Algérie/ Législatives du 12 juin : Le FLN et le RND dans le doute

Les choses sérieuses ont commencé jeudi dernier lors du lancement de la campagne électorale pour les législatives anticipées du 12 juin. Les partis politiques participant à ce scrutin électoral ainsi que les listes indépendants sont, de fait donc, bel et bien entrés dans le vif du sujet.

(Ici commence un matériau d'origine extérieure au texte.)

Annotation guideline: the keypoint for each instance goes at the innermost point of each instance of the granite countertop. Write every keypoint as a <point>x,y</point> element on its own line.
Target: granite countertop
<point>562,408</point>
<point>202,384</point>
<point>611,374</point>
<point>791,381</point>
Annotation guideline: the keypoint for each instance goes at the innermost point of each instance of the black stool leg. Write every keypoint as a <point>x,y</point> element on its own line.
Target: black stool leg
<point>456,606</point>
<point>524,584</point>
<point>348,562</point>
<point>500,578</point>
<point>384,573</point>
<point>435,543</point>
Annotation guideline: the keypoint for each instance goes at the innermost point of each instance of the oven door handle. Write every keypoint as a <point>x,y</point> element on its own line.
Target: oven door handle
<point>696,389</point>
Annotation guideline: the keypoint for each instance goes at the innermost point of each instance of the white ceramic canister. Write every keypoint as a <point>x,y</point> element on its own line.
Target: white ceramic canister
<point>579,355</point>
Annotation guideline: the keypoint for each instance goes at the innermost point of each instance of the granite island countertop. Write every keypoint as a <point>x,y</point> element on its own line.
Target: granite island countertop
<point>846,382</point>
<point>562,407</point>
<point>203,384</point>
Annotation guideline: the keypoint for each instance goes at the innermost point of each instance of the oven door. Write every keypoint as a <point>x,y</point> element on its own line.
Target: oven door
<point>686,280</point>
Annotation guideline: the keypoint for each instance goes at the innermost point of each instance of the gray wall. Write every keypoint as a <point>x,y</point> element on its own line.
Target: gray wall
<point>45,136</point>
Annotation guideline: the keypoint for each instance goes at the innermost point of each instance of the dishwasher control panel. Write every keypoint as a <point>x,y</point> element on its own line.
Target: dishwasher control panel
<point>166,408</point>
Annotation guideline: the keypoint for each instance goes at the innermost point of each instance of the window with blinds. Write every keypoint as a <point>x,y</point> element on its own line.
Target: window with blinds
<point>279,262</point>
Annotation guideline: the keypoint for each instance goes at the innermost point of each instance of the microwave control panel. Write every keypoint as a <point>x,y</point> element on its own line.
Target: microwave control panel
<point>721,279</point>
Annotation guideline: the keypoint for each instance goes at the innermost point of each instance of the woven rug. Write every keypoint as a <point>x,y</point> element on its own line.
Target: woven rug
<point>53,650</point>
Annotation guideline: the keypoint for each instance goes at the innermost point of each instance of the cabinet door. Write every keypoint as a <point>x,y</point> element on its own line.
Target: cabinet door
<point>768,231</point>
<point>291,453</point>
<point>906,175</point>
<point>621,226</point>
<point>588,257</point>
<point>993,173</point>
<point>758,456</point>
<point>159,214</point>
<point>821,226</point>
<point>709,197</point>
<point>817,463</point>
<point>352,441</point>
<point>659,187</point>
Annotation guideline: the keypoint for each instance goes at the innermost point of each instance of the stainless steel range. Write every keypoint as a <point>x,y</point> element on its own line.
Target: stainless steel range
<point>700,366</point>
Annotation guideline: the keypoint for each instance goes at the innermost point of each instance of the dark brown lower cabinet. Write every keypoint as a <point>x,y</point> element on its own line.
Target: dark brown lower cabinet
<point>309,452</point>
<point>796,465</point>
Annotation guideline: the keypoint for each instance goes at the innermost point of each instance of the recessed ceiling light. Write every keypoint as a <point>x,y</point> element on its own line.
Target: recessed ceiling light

Les candidats auront trois semaines pour convaincre les électeurs du bien fondé de leurs programmes en y mettant toutes leurs forces de persuasion à l’effet de les amener à choisir leurs candidats. Plusieurs inconnues caractérisent le prochain scrutin. D’abord, c’est la première joute électorale post-Hirak. D’aucuns estiment, par voie de conséquence, que les règles du jeu ont quelque peu changé. Une donne importante qui risque de peser lourdement sur l’issue du scrutin. En somme, estiment nombre d’observateurs, le prochain rendez-vous électoral, sera indécis tant les probables vainqueurs ne sont pas encore connus. En termes plus clairs aucun parti politique ne part dans cette course avec les faveurs des pronostics. Par le passé, l’issue des scrutins était connue d’avance. En effet, depuis l’avènement du pluralisme politique, et à l’exception de la première législature de 1997-2002 où le RND était le maître des lieux à l’APN, c’est plutôt le parti du FLN qui arrivait toujours en tête en raflant un nombre très appréciable des sièges de la chambre basse du Parlement.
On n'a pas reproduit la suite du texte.